The W3C Multimodal Architecture, Part 1: Overview and challenges

What you should know about the emerging architecture for distributed multimodal applications

The W3C Multimodal Interaction Working Group has been refining its proposal for a Multimodal Architecture since 2002. In this first article in a three-part series, Gerald McCobb of IBM presents an overview of the group's progress. Get an early look at the emerging architecture and learn about the challenges Web developers should consider when deciding whether to implement it.


Gerald McCobb (, Advisory Software Engineer, IBM

Gerald McCobb has worked for IBM for over 15 years. He currently works in WebSphere Business Activity Monitor development. He is also IBM's representative to the W3C Multimodal Interaction Working Group.

08 May 2007

Also available in Japanese

Applications for personal computers and small devices are rapidly evolving to meet the market demand for alternatives to keyboard-, keypad-, and stylus-based interaction. Alternative modes of interaction include voice and digital pen, and may be used either separately or combined with other modes. A cell phone user, for example, might get flight information by speaking into the phone's receiver, saying "Show me all flights from Boston to New York on December 23." In response, the application would show a list of flights on the cell phone screen, and the user could then pick one of the flights either by speaking or using the stylus.

The W3C Multimodal Interaction (MMI) Working Group has been at work since 2002 on a standard framework for developing such applications. Recently, the group published a new version of its Multimodal Architecture and Interfaces working draft. While this document is only a working draft, it is on track to becoming a W3C recommendation, and the MMI Working Group has made a lot of progress toward this goal.

This first article in a three-part series provides an overview of the MMI Working Group's Multimodal Architecture in its current form. I discuss both interesting features of the architecture and some of the challenges it poses to Web developers. In Part 2, the most speculative of the three articles, I discuss a number of XML markup languages (both W3C recommendations and early working drafts) in terms of how they might be used as markup interfaces to a Multimodal Architecture implementation. In Part 3 I describe a Web service implementation of the Multimodal Architecture and explain how the implementation would overcome most of the challenges previously described.
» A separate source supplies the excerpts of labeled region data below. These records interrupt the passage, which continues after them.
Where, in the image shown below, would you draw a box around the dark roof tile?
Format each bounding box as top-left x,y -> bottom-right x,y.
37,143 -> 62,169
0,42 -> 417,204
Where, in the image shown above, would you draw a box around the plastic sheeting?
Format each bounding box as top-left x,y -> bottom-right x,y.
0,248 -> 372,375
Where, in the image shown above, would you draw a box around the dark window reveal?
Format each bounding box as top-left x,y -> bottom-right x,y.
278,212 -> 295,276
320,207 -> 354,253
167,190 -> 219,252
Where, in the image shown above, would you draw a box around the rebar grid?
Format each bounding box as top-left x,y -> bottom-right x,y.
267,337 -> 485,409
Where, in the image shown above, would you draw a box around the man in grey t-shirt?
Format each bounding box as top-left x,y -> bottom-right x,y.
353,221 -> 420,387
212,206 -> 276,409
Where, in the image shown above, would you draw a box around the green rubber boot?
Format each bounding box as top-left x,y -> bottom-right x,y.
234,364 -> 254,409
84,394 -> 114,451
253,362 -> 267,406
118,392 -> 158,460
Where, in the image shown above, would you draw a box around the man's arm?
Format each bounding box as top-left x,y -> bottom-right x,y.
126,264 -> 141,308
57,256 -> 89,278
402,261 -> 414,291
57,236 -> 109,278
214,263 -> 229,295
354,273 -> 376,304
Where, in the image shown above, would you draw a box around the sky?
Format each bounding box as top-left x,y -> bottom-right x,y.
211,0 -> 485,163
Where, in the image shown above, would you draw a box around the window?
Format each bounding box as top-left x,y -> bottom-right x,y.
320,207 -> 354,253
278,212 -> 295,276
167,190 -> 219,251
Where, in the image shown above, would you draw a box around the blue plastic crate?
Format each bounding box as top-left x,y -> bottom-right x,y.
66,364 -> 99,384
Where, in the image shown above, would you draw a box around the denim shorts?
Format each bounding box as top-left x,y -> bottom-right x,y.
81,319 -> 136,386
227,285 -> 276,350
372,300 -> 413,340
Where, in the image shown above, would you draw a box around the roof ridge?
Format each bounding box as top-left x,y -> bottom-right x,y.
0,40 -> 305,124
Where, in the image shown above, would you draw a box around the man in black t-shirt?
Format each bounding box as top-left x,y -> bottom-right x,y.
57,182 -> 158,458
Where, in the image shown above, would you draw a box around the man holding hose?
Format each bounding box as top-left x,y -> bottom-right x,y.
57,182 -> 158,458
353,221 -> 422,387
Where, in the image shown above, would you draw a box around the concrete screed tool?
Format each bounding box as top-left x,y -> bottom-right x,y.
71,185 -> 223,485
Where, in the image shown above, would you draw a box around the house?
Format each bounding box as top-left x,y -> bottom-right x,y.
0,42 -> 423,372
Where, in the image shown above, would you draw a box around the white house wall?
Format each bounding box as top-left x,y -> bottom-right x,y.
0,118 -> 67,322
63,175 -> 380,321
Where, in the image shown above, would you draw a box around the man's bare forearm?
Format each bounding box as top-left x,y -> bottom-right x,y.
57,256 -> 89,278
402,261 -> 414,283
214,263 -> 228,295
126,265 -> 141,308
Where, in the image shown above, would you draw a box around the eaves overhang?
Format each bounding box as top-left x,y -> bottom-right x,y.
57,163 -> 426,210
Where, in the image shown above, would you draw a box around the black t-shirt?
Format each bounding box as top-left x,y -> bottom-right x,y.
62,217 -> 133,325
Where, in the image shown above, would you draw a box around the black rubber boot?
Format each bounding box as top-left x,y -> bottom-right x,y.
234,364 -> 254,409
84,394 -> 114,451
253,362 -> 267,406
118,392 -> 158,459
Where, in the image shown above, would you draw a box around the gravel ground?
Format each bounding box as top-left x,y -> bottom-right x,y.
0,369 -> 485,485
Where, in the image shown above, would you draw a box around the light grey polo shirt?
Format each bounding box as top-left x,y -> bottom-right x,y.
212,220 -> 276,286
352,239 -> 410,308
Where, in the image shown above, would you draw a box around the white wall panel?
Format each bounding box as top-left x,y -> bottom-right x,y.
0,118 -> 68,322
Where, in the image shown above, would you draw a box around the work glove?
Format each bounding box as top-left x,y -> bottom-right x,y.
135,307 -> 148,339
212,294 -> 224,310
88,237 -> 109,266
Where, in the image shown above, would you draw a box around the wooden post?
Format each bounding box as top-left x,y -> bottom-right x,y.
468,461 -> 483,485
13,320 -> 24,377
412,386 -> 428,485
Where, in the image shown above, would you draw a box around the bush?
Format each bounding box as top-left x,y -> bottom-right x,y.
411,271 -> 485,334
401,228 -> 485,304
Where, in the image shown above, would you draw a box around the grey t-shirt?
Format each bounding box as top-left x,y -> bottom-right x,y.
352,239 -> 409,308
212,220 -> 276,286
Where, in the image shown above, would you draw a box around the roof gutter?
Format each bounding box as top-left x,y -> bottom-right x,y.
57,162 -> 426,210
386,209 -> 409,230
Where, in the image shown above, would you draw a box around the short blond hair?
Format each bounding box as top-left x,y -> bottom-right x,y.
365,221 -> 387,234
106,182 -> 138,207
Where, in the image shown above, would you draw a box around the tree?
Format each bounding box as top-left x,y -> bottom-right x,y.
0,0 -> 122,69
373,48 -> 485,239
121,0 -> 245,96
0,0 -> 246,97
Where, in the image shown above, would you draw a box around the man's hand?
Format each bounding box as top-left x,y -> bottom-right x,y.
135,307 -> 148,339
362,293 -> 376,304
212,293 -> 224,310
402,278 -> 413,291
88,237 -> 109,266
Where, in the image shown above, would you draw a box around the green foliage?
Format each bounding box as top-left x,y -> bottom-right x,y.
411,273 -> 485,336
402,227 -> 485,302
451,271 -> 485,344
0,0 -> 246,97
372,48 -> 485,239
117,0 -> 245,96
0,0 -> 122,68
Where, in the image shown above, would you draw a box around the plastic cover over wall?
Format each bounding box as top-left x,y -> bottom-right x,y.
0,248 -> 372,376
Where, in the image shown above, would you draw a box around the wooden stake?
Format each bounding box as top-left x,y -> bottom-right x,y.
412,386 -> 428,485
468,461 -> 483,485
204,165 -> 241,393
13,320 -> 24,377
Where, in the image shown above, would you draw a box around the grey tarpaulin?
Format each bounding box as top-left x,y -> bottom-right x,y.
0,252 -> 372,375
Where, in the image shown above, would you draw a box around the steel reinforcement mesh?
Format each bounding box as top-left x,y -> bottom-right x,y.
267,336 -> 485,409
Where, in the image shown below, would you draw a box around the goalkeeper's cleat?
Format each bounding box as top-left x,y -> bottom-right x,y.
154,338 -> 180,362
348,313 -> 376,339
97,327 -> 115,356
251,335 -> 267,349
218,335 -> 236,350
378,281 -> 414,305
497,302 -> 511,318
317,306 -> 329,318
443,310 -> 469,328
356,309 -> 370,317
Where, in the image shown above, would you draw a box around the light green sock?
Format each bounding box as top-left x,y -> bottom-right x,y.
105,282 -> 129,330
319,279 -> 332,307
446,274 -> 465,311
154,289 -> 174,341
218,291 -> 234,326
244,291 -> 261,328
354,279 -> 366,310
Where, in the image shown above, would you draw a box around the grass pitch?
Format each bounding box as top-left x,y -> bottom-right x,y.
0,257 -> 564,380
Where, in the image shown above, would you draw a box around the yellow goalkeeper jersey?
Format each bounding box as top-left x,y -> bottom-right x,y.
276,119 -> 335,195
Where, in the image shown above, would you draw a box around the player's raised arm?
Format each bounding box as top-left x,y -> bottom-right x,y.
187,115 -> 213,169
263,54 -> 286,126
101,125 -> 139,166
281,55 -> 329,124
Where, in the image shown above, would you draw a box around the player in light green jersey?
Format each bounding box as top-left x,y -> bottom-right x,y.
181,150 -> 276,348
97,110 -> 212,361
Why a distributed architecture?

Although the addition of another modal interface to an application should make that application easier to use, the processing and resource requirements are often too great for a small client device. A cell phone, for example, does not have the resources to run a local speech recognition system, especially if the application requires a grammar containing the names and addresses of everyone in Los Angeles, California.

For this reason, the additional modal interface running on a small client device will in most cases be distributed. That is, it will reside on a remote server and communicate with the device through a network protocol such as HTTP or SIP. Accordingly, the W3C Multimodal Architecture supports distributed-modality components and defines a component life-cycle API for remote messaging between modality components and a server-side interaction manager. At the same time, implementations with the modality components running on the client, while allowed by the Multimodal Architecture, are not practical for Web applications, as this article explains.

The Multimodal Architecture

The Multimodal Architecture specifies a runtime framework and one or more distributed modality components, which communicate with the runtime framework through a life-cycle events API. As shown in Figure 1, the architecture consists of the following parts:

Runtime framework
The runtime framework controls communication between components and provides runtime support for the interaction manager, delivery context, and data component.
Delivery context
Static and dynamic device properties, environmental conditions, and user preferences are stored in the delivery context. These properties can then be queried and dynamically updated. The W3C Device Independence Working Group is working on standardizing the interface to the delivery context.
Interaction manager
The interaction manager sends and receives all messages between the runtime framework and the modality components, and queries and updates the data component as needed. Because it maintains the dialog flow, current state, and public data, it essentially contains the multimodal application. The MMI Working Group is currently working on standardizing an interaction manager language. This language, SCXML, or State Chart XML, is an XML implementation of David Harel's Statecharts (see Resources).
Data component
The data component contains the public data model for the multimodal application.
Modality components
Modality components perform tasks such as recognizing spoken input, displaying images, and running a markup language, such as VoiceXML, XHTML, or SVG. Because the modality components talk directly only with the interaction manager and can share data only through the event-based MMI life-cycle API, they are "loosely coupled." The user interaction is not required to be implemented by a markup language; interaction may be based on Java, C#, C++, or another programming language.
Figure 1. The Multimodal Architecture
A diagram of the W3C Multimodal Architecture

The life-cycle events API

The following events are sent between a modality component and the runtime framework:

A modality component sends this optional event to the runtime framework to request a new context. The runtime framework responds with a NewContextResponse event.
The runtime framework sends this optional event to a modality component so the component can pre-load resources in preparation for being invoked with Start. The modality component responds with a PrepareResponse event.
When the runtime framework invokes a modality component, the component responds with a StartResponse event.
A modality component sends this event to the runtime framework when it is done processing.
When the runtime framework cancels the processing of a modality component, the component responds with a CancelResponse event.
When the runtime framework pauses the processing of a modality component, the component responds with a PauseResponse event.
When the runtime framework resumes the processing of a modality component, the component responds with a ResumeResponse event.
Either the runtime framework or the modality component can send data to the other. This event is the interface for all inter-modality communication, such as synchronizing focus with the interaction manager as mediator.
The runtime framework uses a ClearContext event to clear a context that was shared with a modality component.
Either the runtime framework or a modality component can request current status from the other. A StatusResponse event is sent in response to the request.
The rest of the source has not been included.